Promovendo a reflexão através desta metafórica cegueira, Entre Abelhas trata a depressão de maneira fantasiosa ao narrar as desventuras de um homem machucado pelo amor. Abrindo mão da lógica no que diz respeito aos aparentes sumiços, que acabam culminando com uma resposta positivamente óbvia, o diretor Ian SBF é perspicaz ao compor esta alegoria sobre o medo da solidão, sobre o vazio existencial, sobre a misteriosa dor da perda. Tirando um belo proveito da expressão popular, aqui o pior cego é aquele que não quer ver um caminho, uma solução para as suas aflições. Ainda que peque pela falta de cuidado com a superficialidade de algumas passagens, os problemas que ocasionaram a separação do casal poderiam ter sido mais bem lapidados, este pitoresco drama encontra a sua verdadeira força na autêntica instabilidade de Bruno.

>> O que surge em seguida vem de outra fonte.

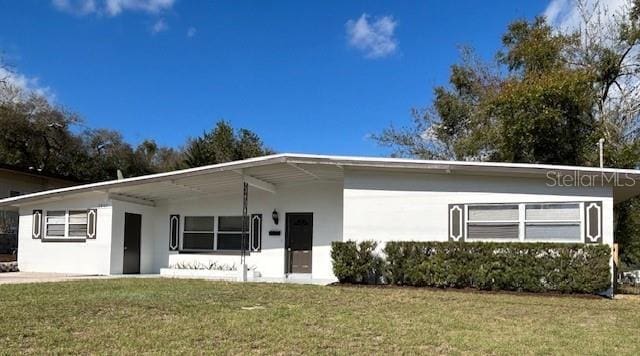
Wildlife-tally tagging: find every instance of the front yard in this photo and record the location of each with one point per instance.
(191, 316)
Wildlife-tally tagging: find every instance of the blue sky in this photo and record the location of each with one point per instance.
(314, 77)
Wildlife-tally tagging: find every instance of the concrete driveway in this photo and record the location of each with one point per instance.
(34, 277)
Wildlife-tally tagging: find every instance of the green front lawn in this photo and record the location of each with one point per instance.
(191, 316)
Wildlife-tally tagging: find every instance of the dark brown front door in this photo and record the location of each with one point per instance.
(132, 225)
(298, 242)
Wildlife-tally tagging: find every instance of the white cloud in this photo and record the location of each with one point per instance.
(373, 36)
(76, 7)
(112, 7)
(159, 26)
(115, 7)
(192, 31)
(27, 85)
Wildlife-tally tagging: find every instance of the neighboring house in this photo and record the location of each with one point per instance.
(14, 182)
(296, 205)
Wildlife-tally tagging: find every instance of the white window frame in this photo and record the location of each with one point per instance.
(214, 232)
(522, 222)
(580, 222)
(66, 225)
(218, 232)
(510, 222)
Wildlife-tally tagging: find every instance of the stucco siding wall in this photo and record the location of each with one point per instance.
(414, 206)
(77, 257)
(323, 199)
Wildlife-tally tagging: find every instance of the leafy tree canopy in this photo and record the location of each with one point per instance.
(547, 96)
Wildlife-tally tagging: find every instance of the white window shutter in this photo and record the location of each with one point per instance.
(456, 222)
(92, 223)
(174, 232)
(255, 231)
(36, 230)
(593, 222)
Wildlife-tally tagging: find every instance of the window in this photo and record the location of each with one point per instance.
(199, 233)
(66, 224)
(202, 233)
(553, 222)
(493, 222)
(230, 232)
(535, 222)
(56, 223)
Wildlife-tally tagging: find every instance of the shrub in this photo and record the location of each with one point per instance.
(532, 267)
(357, 263)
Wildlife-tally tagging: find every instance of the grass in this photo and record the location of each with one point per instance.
(192, 316)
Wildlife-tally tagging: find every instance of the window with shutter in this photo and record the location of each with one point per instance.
(199, 233)
(493, 222)
(552, 222)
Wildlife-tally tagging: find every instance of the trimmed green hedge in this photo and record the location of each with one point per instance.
(531, 267)
(357, 263)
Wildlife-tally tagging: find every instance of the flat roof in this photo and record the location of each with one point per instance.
(293, 166)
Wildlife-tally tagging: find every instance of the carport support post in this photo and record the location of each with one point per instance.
(245, 220)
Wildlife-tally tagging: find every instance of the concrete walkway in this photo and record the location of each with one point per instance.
(36, 277)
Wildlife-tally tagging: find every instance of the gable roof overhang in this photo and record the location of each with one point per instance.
(269, 172)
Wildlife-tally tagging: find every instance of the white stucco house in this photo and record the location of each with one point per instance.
(295, 205)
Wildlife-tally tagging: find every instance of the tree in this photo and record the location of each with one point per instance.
(222, 144)
(547, 97)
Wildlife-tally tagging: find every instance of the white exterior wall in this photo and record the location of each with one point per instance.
(414, 206)
(78, 257)
(323, 199)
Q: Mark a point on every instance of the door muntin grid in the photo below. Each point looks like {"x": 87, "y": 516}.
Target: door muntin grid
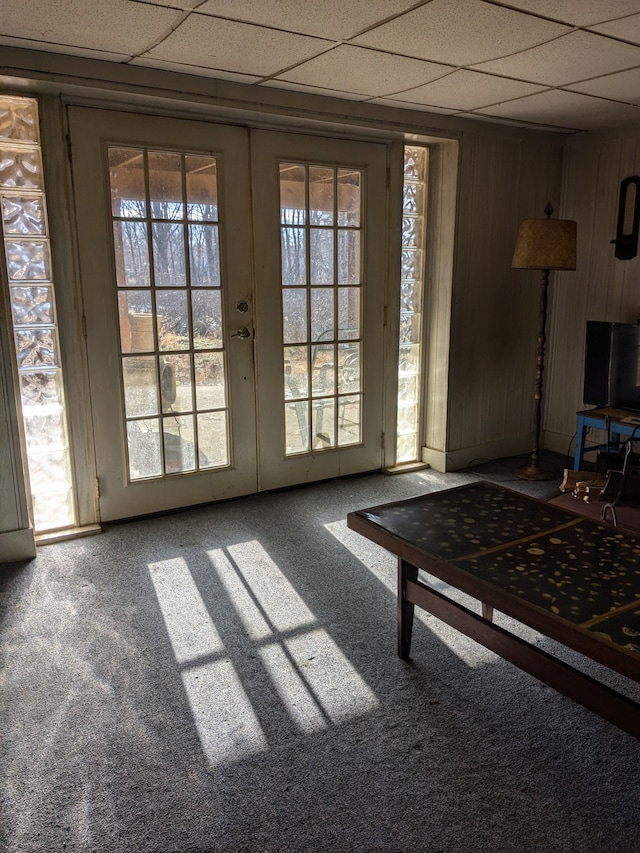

Um homem que, em meio aos cada vez mais efêmeros e\ou virtuais relacionamentos atuais, se desespera com a possibilidade de não ter com quem manter uma simples e mútua relação afetiva.
2 comentários:
As críticas sobre este filme estão interessantes, ao que parece ele foge do estilo exagerado das produções protagonizadas por Porchat.
Abraço
Completamente Hugo. Na verdade, acho que mostra um lado pouco conhecido deste ator. Um interessante trabalho.